En tant que Présidente du Parlement européen, je suis fière du soutien accru que nous avons décidé d’apporter à l’Ukraine et à la sécurité de l’Europe grâce à la production de munitions, à des marchés publics conjoints et à la coopération industrielle. Nous avons établi une commission à part entière de la sécurité et de la défense. Les États membres de l’Union européenne réagissent également: depuis 2021, ils ont augmenté leurs budgets de défense de 31 %. Plusieurs d’entre eux ont atteint voire dépassé l’objectif de l’OTAN de consacrer 2 % du PIB à la défense. Nous sommes donc sur la bonne voie. L’Union européenne rationalise ses capacités de défense. Nous poursuivrons nos efforts en vue d’équilibrer notre contribution à la sécurité commune et de répondre au niveau élevé de menace auquel nous sommes confrontés. Et ce, dans notre intérêt à tous, car une Europe plus forte, ce sont des États-Unis plus forts, et vice versa.

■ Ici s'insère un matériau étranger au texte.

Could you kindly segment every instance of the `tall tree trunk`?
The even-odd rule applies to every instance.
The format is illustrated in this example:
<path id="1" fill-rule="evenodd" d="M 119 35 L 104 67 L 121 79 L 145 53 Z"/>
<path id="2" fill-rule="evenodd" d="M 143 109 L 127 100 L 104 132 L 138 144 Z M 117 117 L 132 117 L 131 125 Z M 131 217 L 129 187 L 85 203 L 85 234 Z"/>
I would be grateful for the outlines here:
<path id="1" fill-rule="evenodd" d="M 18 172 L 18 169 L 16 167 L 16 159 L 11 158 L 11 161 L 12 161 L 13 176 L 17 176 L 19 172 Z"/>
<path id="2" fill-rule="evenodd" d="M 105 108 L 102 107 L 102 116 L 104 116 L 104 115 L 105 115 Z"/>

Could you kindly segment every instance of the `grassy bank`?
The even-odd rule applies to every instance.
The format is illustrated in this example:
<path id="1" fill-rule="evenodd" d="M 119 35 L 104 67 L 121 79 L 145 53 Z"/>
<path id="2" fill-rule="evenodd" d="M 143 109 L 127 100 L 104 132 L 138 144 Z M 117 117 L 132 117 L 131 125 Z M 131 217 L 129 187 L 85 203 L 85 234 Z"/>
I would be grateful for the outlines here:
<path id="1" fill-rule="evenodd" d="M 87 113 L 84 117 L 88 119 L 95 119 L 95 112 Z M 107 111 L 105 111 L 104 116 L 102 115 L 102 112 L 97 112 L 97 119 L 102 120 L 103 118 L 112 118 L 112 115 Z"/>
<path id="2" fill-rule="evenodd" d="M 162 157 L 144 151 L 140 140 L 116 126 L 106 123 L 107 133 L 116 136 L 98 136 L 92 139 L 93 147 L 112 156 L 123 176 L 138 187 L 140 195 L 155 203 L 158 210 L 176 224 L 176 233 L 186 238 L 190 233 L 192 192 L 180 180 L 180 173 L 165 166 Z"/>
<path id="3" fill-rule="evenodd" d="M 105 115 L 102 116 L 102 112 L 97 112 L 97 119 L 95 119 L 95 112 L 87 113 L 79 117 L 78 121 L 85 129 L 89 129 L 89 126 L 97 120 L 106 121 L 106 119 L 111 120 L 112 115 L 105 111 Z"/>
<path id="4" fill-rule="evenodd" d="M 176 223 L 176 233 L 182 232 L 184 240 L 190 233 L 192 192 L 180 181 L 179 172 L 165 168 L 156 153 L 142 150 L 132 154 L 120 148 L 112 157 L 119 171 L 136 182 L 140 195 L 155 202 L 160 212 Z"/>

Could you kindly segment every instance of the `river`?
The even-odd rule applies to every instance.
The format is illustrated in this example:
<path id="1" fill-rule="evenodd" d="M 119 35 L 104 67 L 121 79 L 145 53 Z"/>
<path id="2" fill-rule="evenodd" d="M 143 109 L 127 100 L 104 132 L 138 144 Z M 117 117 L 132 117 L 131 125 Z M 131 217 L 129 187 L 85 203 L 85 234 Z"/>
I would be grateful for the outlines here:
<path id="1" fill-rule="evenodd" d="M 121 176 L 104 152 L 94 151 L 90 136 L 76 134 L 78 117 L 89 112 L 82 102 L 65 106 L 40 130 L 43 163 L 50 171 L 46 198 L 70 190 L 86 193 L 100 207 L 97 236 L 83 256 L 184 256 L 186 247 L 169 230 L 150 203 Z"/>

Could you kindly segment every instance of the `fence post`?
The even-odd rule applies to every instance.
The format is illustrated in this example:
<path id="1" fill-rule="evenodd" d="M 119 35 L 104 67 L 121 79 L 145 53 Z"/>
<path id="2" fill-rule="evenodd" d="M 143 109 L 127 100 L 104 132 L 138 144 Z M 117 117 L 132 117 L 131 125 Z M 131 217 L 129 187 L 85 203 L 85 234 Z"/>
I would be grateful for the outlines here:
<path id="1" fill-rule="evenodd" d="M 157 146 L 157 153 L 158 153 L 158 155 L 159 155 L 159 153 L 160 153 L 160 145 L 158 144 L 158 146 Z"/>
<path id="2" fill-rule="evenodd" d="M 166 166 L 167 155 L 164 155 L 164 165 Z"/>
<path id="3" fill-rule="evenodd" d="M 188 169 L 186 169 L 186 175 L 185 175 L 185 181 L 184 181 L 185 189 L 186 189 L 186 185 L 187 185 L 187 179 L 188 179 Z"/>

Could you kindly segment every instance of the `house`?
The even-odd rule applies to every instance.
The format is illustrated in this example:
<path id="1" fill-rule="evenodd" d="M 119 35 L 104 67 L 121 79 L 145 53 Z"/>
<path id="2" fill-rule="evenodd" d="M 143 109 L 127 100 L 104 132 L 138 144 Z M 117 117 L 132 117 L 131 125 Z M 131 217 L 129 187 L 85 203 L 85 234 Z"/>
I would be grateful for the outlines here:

Nous cherchons également à sécuriser l’Europe au-delà de ses frontières. Cela implique de travailler avec nos voisins pour renforcer la démocratie régionale et accroître la sécurité collective. À plusieurs reprises, le Parlement européen a demandé que l’Europe s’appuie sur la paix obtenue il y a 30 ans en accueillant les pays des Balkans occidentaux dans l’Union. De fait, le meilleur outil géopolitique pour renforcer l’Europe est l’élargissement. Et parce qu’une démocratie forte et résiliente doit être ambitieuse, notre action doit, dans une certaine mesure, être progressiste et porteuse d’une conception novatrice de l’avenir.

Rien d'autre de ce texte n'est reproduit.